Background/objectives: Positive associations have been found between adherence and weight loss in behavioral weight-management interventions. However, less attention has been given to the level of adherence needed to reach clinically significant weight loss. This study examined the levels of adherence associated with a ≥ 5% - < 10% or ≥ 10% weight loss in a community-based, intensive behavioral weight management program, Weight Watchers® (WW), which included three modes of access: (1) 24-weekly WW meetings over 6 months, (2) the WW member website, and (3) the WW mobile application.
Methods: A total of 292 participants were randomized to a WW (n = 147) or a self-help (SH) (n = 145) condition. To assess the impact of adherence, only participants in the WW condition were included in analyses (n = 147). Adherence was defined as use of the three modes of access. Measured heights and weights were obtained at baseline and 6 months. Receiver-operating characteristic curve analyses were conducted to determine the minimal level of adherence associated with clinically significant weight loss.

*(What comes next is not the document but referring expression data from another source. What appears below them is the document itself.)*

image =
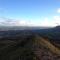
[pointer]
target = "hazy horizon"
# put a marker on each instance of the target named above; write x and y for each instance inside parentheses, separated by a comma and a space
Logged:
(30, 13)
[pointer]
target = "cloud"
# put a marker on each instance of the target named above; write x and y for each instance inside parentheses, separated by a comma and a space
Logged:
(58, 10)
(45, 22)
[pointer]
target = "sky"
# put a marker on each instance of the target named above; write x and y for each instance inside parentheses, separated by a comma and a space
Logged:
(29, 13)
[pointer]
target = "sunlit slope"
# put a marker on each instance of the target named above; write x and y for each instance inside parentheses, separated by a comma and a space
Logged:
(46, 44)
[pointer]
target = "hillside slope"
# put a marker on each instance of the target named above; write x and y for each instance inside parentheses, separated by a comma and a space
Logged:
(31, 47)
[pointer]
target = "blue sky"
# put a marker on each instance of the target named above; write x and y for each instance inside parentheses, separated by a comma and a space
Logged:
(32, 12)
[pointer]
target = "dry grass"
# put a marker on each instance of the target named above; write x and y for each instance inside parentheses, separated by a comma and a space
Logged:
(47, 44)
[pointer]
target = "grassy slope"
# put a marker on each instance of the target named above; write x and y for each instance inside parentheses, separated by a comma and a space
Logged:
(47, 44)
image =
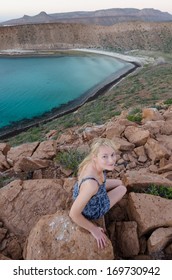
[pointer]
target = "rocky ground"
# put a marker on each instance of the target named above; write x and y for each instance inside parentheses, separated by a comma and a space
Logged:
(36, 193)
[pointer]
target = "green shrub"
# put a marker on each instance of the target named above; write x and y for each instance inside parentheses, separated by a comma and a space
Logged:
(70, 159)
(135, 115)
(165, 192)
(168, 101)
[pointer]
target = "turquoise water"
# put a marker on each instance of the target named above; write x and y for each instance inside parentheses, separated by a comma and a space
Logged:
(31, 86)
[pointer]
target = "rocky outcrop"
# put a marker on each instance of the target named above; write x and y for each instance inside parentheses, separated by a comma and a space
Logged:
(23, 203)
(64, 240)
(121, 36)
(40, 193)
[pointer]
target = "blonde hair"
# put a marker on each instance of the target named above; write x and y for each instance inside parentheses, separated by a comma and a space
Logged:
(94, 149)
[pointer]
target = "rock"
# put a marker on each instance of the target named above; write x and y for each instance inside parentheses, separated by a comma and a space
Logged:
(167, 128)
(122, 144)
(165, 168)
(24, 150)
(166, 141)
(140, 179)
(29, 164)
(127, 238)
(46, 150)
(154, 127)
(13, 249)
(151, 114)
(156, 151)
(51, 134)
(159, 239)
(90, 133)
(56, 237)
(23, 203)
(4, 148)
(136, 135)
(149, 211)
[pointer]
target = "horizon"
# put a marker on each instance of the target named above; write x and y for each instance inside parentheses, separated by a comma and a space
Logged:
(17, 9)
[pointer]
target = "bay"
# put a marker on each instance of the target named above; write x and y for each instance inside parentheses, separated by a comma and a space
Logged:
(33, 86)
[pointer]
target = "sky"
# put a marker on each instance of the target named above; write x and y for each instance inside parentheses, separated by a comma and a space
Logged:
(10, 9)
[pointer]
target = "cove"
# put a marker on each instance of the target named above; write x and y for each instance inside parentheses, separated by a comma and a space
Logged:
(41, 88)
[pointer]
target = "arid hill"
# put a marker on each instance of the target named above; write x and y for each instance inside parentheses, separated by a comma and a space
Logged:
(99, 17)
(119, 37)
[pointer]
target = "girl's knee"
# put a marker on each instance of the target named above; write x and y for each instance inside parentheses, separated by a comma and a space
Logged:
(122, 189)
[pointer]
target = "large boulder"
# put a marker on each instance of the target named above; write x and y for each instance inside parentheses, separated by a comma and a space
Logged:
(136, 135)
(24, 150)
(149, 211)
(23, 203)
(56, 237)
(159, 239)
(140, 179)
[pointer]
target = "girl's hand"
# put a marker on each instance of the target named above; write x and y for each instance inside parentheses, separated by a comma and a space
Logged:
(100, 237)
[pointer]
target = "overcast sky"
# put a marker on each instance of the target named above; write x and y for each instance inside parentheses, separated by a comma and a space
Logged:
(10, 9)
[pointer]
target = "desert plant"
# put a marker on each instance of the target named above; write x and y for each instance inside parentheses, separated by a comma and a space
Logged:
(70, 159)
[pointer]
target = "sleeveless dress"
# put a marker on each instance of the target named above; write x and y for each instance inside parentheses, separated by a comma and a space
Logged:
(99, 203)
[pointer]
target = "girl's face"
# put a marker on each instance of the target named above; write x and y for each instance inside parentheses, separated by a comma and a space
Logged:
(105, 158)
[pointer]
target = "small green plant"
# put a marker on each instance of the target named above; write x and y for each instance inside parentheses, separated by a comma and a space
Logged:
(135, 115)
(168, 101)
(70, 159)
(162, 191)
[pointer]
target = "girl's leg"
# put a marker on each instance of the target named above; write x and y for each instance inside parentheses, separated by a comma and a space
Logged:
(116, 194)
(113, 183)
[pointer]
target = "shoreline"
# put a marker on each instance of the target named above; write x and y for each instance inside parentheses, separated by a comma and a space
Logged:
(23, 125)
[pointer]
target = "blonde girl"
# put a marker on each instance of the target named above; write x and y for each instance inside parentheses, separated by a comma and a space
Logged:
(93, 194)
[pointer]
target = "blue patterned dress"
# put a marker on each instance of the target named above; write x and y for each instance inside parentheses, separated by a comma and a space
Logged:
(98, 205)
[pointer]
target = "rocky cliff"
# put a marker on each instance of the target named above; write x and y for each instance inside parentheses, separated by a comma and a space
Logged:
(36, 194)
(119, 37)
(99, 17)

Results: In a 6-month period, increased likelihood of achieving a weight loss ≥ 5% - < 10% was associated with attending approximately one-third (35.4%) of weekly meetings, use of the member website about 25% of days, and use of the mobile application 16.1% of days. Attendance at approximately two-thirds (64.5%) of meetings, use of the member website 41.6% of days, and use of the mobile application 14.7% of days were associated with a clinically significant weight loss of ≥ 10%. Meeting attendance was the strongest predictor of weight loss at 6 months.
Conclusions: Although adherence to a behavioral weight management program was an important predictor of weight loss, extremely high levels were not needed to achieve clinically significant weight loss. These results are important to help patients and treatment providers understand realistic goals for weight management.